The Carbon Account. The carbon calculator project I contributed to at Torchbox last year has launched, and they’ve made the code available as open source.
Standing in Line. Simon Wistow coins “CLAMP” for LAMP + Cache, and expresses the need for a dirt-simple, high performance open source queue system.
Flickr Uploadr: Open Source and Powered by XULRunner. Quietly released a few months ago; it’s really nice.
Photo Matt: Act Two. Automattic is an excellent case-study of building a business on top of an open source project.
The thing that disrupts you is always uglier and worse in some way. Less features, less developed. But if there's a 10X price win in there somewhere, the cheap rickety thing wins in the end.
Sun To Acquire MySQL. Sun also employ Josh Berkus, one of the lead developers of PostgreSQL.

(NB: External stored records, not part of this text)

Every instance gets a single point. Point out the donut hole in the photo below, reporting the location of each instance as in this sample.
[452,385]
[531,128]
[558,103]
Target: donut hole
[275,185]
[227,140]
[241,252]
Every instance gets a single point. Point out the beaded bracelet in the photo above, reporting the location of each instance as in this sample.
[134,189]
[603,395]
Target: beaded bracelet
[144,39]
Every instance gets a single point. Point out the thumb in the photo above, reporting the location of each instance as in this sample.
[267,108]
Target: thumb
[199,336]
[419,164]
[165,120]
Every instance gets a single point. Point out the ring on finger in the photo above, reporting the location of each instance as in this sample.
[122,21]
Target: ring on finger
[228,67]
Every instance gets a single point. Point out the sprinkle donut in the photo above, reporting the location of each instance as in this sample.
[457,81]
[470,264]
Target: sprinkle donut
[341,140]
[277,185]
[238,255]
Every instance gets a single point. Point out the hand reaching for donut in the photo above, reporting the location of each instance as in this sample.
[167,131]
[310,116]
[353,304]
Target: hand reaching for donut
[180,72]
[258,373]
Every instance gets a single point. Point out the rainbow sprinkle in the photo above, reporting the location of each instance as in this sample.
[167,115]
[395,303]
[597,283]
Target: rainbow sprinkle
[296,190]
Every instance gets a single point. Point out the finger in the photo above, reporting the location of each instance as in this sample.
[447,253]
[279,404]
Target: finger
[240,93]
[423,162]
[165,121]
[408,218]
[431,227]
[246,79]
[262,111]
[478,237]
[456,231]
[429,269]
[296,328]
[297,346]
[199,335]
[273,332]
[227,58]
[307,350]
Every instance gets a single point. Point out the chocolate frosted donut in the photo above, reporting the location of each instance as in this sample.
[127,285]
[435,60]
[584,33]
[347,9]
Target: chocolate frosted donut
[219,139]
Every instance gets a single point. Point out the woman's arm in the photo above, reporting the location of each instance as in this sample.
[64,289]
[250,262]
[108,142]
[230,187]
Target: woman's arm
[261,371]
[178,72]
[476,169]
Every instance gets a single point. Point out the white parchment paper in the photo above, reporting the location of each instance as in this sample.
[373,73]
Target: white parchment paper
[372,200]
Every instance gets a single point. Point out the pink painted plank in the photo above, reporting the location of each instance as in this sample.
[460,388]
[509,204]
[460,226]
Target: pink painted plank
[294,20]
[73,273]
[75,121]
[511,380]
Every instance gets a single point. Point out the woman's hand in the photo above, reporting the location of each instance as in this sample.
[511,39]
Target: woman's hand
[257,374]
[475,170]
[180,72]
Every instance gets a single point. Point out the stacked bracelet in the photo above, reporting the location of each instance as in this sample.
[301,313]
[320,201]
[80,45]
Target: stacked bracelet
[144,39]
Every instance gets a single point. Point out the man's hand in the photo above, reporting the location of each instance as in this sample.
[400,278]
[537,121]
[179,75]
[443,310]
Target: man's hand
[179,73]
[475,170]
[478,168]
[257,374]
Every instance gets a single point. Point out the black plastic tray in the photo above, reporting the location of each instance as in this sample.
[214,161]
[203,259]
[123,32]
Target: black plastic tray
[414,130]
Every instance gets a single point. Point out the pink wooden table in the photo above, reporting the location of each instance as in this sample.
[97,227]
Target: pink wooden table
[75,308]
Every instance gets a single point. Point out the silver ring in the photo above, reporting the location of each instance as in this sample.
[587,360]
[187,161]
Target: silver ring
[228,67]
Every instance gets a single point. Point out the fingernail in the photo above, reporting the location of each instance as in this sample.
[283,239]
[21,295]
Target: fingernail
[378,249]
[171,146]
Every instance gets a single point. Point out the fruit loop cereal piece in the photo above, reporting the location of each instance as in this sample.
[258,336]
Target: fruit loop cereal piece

Schools and colleges should make pupils, teachers and parents aware of the range of free-to-use products (such as office productivity suites) that are available, and how to use them.
— Becta
Good architectural layering, and Bzr 1.1. Mark Shuttleworth on the growing importance of plug-in architectures as an open source project evolves, as they allow new developers to release their own components without needing commit access to the project. Django is pretty good for this, but more hooks (and a faster event dispatch system) would be useful.
From my perspective, it is crucial for Linux to have good support for Silverlight because I do not want Linux on the desktop to become a second class citizen ever again. [...] The core of the debate is whether Microsoft will succeed in establishing Silverlight as a RIA platform or not. You believe that without Moonlight they would not have a chance of success, and I believe that they would have regardless of us.
The Dark Side Of The Moon (via) Robert O’Callahan believes that Moonlight is a strategic mistake, because it gives credibility to Microsoft’s entry to a new market which they will use to “keep the competition on a treadmill”; Moonlight can also never be entirely free due to the need for a proprietary codec (VC-1) available only as a binary blob.
2007
The future of web standards. Nice analysis from James Bennett, who suggests that successful open source projects (Linux, Python, Perl etc) could be used as the model for a more effective standards process, and points out that Ian Hickson is something of a BDFL for the WHAT-WG.
Don't EVER make the mistake that you can design something better than what you get from ruthless massively parallel trial-and-error with a feedback cycle. That's giving your intelligence much too much credit.